Masalahnya adalah kenapa harus ada dua aturan? Kenapa materi pada skala mikro berperilaku berbeda dengan materi pada skala makro? Walau demikian, berbeda dengan contoh kota yang kacau karena memiliki dua aturan berbeda, alam semesta tetap harmonis. Atas dasar pemikiran itulah, orang berpikir seharusnya ada satu teori umum yang mampu menjelaskan kedua hal tersebut.
Ide penyatuan teori
Sebelum kita masuk pada ide "Penyatuan Teori", ada baiknya kita mengenal dulu interaksi dasar yang mengatur alam semesta. Semua fenomena di alam semesta terjadi karena interaksi antarpartikel. Ada empat interaksi dasar, yaitu elektromagnetik, lemah, kuat, dan gravitasi. Interaksi elektromagnetik menghasilkan listrik, magnet, dan cahaya. Interaksi lemah menyebabkan peluruhan radioaktif. Dan interaksi kuat mengikat proton-proton dan neutron-neutron dalam inti atom. Mekanika Kuantum dipakai untuk menjelaskan mekanisme tiga interaksi pertama ini. Interaksi terakhir, gravitasi, dijelaskan Teori Relativitas Umum.
Adalah Albert Einstein yang pertama kali mencoba menggabungkan keempat interaksi tersebut dalam sebuah teori umum yaitu "Teori Segalanya" (Theory of Everything). Pertama, dia mencoba menggabungkan interaksi gravitasi dengan elektromagnetik, karena secara matematika kedua interaksi ini memiliki sifat sama yaitu berbanding terbalik dengan kuadrat jarak.

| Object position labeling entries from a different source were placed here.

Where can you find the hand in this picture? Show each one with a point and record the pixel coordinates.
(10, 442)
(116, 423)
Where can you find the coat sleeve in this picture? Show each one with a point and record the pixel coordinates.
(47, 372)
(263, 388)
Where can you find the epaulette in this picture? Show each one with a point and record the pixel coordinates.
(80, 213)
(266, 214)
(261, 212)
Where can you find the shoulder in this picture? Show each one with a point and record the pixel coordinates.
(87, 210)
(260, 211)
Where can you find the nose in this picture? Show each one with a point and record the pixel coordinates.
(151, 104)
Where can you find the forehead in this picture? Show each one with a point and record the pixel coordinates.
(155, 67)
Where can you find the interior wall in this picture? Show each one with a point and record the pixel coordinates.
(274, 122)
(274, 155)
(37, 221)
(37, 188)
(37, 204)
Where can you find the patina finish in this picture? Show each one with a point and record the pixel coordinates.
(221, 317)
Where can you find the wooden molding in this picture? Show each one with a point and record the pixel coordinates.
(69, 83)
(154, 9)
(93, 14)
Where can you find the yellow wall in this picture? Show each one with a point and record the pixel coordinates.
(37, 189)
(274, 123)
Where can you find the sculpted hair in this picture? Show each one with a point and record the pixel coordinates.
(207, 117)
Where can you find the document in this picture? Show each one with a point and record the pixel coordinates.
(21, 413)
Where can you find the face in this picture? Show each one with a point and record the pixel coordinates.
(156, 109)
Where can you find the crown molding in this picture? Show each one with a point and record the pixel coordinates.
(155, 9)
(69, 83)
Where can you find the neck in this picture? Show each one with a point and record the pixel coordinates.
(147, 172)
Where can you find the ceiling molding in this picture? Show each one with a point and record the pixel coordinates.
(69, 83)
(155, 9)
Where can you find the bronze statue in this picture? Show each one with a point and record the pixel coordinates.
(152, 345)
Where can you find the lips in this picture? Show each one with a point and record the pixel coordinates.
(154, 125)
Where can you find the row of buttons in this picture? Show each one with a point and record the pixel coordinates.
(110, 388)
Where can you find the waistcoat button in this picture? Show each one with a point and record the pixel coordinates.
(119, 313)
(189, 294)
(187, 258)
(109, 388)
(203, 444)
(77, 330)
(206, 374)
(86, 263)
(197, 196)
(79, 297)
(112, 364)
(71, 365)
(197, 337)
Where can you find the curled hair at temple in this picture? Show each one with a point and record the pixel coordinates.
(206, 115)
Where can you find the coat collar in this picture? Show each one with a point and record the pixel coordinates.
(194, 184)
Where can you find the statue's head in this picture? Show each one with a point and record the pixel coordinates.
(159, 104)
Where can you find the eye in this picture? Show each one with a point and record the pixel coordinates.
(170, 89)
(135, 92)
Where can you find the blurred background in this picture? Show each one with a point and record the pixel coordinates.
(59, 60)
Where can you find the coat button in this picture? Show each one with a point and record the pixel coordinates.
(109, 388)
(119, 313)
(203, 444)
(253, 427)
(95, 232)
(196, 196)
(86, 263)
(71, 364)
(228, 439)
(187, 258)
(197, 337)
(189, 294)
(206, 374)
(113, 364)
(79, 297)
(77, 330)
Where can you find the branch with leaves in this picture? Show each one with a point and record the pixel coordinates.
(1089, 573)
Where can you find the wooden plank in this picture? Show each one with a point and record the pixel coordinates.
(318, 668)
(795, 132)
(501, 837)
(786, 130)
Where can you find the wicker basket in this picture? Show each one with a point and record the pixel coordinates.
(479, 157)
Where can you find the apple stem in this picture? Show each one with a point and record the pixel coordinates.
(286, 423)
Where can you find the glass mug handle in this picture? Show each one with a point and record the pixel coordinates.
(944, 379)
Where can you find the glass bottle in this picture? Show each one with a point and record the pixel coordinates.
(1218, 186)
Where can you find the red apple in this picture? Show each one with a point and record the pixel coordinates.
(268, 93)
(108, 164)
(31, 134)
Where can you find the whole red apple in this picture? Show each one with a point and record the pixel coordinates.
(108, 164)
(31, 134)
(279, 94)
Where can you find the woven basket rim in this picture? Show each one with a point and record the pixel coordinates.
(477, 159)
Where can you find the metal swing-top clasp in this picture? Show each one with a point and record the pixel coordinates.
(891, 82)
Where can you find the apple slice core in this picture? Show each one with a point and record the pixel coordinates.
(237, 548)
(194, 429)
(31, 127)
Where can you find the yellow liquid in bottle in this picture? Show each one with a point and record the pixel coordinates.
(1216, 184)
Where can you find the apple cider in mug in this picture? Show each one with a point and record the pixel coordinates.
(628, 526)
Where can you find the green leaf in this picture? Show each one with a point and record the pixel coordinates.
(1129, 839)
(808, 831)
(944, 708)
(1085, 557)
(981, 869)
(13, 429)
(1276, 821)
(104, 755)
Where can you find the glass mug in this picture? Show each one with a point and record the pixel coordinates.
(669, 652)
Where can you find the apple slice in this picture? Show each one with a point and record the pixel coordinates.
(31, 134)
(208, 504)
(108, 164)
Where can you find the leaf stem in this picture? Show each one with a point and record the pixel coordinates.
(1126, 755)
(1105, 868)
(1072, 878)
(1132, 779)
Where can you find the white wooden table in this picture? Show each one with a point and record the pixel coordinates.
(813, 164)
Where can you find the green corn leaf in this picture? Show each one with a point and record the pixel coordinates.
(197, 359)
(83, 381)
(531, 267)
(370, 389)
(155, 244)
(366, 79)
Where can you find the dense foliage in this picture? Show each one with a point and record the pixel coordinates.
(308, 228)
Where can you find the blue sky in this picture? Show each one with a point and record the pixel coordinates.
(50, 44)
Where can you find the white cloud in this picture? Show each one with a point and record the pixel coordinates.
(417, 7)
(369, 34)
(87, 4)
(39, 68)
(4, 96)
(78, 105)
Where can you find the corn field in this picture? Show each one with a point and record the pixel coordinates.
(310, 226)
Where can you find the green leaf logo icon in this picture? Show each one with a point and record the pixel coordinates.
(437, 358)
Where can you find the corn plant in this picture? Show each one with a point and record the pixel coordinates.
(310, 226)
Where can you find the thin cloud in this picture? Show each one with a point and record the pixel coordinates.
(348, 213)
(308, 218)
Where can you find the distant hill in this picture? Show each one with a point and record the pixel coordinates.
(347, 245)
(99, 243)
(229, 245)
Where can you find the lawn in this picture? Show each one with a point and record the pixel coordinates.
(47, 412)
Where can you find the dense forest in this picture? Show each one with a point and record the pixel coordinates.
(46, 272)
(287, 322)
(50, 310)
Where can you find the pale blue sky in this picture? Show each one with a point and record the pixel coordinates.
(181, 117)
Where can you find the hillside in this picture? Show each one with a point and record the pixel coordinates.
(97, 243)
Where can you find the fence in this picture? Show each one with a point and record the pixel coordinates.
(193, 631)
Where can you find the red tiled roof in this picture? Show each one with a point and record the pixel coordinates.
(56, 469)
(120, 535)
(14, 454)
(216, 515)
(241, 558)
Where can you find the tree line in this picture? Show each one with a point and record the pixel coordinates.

Einstein menghabiskan lebih dari 30 tahun sisa hidupnya berkutat pada masalah ini, namun dia gagal.
Mimpi Einstein tetap hidup. Idenya adalah alam semesta ini seharusnya bisa dijelaskan satu teori tunggal, yang berlaku baik pada dunia makro maupun mikro. Para ilmuwan dari berbagai kalangan terus memburu teori tunggal ini. Mereka percaya, teori ini adalah kunci utama memahami alam semesta sesungguhnya bekerja. Inilah isu utama di kalangan para fisika teoritis.

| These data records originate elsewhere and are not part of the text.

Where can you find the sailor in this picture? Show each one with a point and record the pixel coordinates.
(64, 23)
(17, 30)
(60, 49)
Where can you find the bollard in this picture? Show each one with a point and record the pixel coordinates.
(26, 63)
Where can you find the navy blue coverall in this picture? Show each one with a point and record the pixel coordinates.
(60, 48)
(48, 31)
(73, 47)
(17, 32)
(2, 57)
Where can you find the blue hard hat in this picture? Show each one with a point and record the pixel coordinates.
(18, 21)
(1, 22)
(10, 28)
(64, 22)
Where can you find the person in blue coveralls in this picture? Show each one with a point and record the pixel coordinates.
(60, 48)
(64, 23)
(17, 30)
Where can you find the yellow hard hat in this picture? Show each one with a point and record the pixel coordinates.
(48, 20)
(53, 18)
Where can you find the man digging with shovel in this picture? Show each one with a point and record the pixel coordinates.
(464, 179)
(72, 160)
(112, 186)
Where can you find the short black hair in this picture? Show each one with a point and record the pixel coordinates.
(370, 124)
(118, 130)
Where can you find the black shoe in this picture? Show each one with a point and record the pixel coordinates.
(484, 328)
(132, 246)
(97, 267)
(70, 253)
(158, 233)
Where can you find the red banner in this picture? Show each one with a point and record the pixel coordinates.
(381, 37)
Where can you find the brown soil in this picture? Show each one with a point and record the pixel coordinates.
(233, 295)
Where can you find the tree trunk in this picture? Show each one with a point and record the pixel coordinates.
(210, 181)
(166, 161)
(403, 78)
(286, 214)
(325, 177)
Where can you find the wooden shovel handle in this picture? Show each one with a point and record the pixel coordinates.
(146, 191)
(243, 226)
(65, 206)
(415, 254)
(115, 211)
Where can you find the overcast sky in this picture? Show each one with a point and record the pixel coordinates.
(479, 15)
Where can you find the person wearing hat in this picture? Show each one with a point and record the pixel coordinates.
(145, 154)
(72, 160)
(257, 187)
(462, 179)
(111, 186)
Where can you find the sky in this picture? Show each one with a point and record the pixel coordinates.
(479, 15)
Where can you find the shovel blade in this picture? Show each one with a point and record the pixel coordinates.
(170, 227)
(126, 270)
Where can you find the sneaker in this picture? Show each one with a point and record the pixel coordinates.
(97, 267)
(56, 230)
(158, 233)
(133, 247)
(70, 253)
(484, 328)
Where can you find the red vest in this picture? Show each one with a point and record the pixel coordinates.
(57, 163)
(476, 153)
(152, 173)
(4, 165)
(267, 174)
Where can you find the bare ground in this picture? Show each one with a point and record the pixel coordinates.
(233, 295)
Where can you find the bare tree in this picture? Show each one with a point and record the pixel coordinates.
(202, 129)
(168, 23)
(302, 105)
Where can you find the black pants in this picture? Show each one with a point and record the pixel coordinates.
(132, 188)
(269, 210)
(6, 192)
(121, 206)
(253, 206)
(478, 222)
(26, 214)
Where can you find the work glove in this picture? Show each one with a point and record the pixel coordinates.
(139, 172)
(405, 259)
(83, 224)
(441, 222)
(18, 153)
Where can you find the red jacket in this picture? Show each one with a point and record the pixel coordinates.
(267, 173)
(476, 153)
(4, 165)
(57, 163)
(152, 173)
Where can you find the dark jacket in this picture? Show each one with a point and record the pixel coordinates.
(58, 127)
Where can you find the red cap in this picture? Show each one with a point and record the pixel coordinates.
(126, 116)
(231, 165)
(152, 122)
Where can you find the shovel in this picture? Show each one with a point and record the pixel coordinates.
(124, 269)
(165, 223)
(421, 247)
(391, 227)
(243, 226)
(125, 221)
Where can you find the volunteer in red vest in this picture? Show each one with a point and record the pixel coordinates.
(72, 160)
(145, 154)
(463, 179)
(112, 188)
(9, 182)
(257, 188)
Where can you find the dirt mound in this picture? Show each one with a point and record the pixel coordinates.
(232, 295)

Sejauh ini, ada dua kandidat utama sebagai "Teori Segalanya", yaitu Model Baku (Standard Model), dan Teori Dawai (String Theory). Artikel ini memberikan gambaran singkat bagaimana dua teori ini menggapai "Teori Segalanya".
Model baku
"Model Baku" memiliki sejarah yang panjang. Ratusan fisikawan berkontribusi dan ribuan eksperimen terlibat untuk mencari sebuah model untuk menjelaskan semua fenomena. "Model Baku" pertama kali diperkenalkan trio Nobel Fisika 1979, Sheldom Glashow, Abdus Salam, dan Steven Weinberg. Disebut "Model Baku" karena teori penyusunnya didukung hasil eksperimen. "Model Baku" sejauh ini adalah pemodelan untuk menyatukan tiga interaksi dunia mikro.

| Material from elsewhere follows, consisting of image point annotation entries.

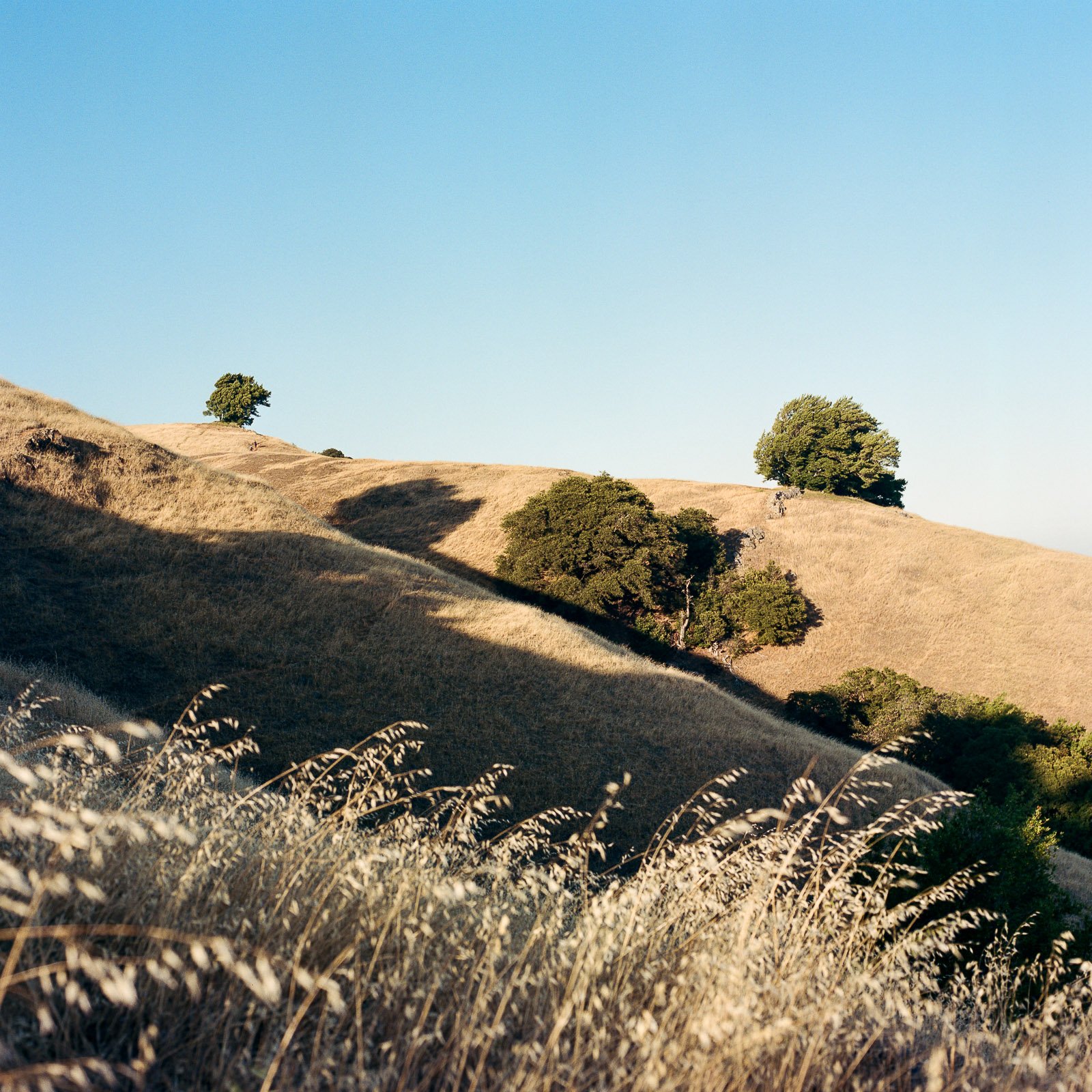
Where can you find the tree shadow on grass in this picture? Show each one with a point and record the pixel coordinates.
(409, 517)
(321, 647)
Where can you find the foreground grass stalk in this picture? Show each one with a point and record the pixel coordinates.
(351, 928)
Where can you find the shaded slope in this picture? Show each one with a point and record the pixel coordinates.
(958, 609)
(147, 576)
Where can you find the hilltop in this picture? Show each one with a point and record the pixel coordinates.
(145, 575)
(958, 609)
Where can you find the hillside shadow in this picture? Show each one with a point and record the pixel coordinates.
(320, 648)
(409, 517)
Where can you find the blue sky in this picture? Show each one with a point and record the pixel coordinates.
(604, 236)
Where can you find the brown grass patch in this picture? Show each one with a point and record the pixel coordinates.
(172, 934)
(147, 575)
(958, 609)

Ide utama "Model Baku" adalah menganggap partikel dasar pembentuk materi (quark dan lepton) adalah sebagai partikel titik. Partikel titik ini berinteraksi dengan partikel titik lain dan saling menukarkan sebuah partikel khusus yang disebut partikel pengantar interaksi (exchange particle). Satu partikel pengantar hanya bekerja khusus pada satu interaksi saja.
Para eksperimentalis sudah menemukan partikel pengantar untuk masing-masing interaksi. Foton untuk interaksi elektromagnetik, W dan Z untuk interaksi lemah, dan gluon untuk interaksi kuat. Satu partikel pengantar yang masih dalam prediksi teori adalah graviton untuk interaksi gravitasi.
Penemuan partikel pengantar ini adalah kunci dari penggabungan teori. Alasannya, pada tingkat energi tertentu maka partikel pengantar pada masing-masing interaksi bersatu dan tidak bisa dibedakan.
Glashow, Salam, dan Weinberg sudah berhasil membuktikan hal ini. Mereka menggabungkan interaksi elektromagnetik dan interaksi lemah dalam satu Teori Elektrolemah (Electroweak Theory). Tugas selanjutnya adalah menyatukan interaksi kuat bersama interaksi elektrolemah dalam satu teori, "Teori Unifikasi Agung" (Grand Unified Theory).
"Teori Unifikasi Agung" bukanlah masalah gampang karena ada satu sarat yang model ini belum buktikan, yaitu partikel supersimetri. Partikel supersimetri adalah partikel bayangan dari partikel pengantar interaksi. Satu partikel pengantar interaksi memiliki satu partikel supersimetri.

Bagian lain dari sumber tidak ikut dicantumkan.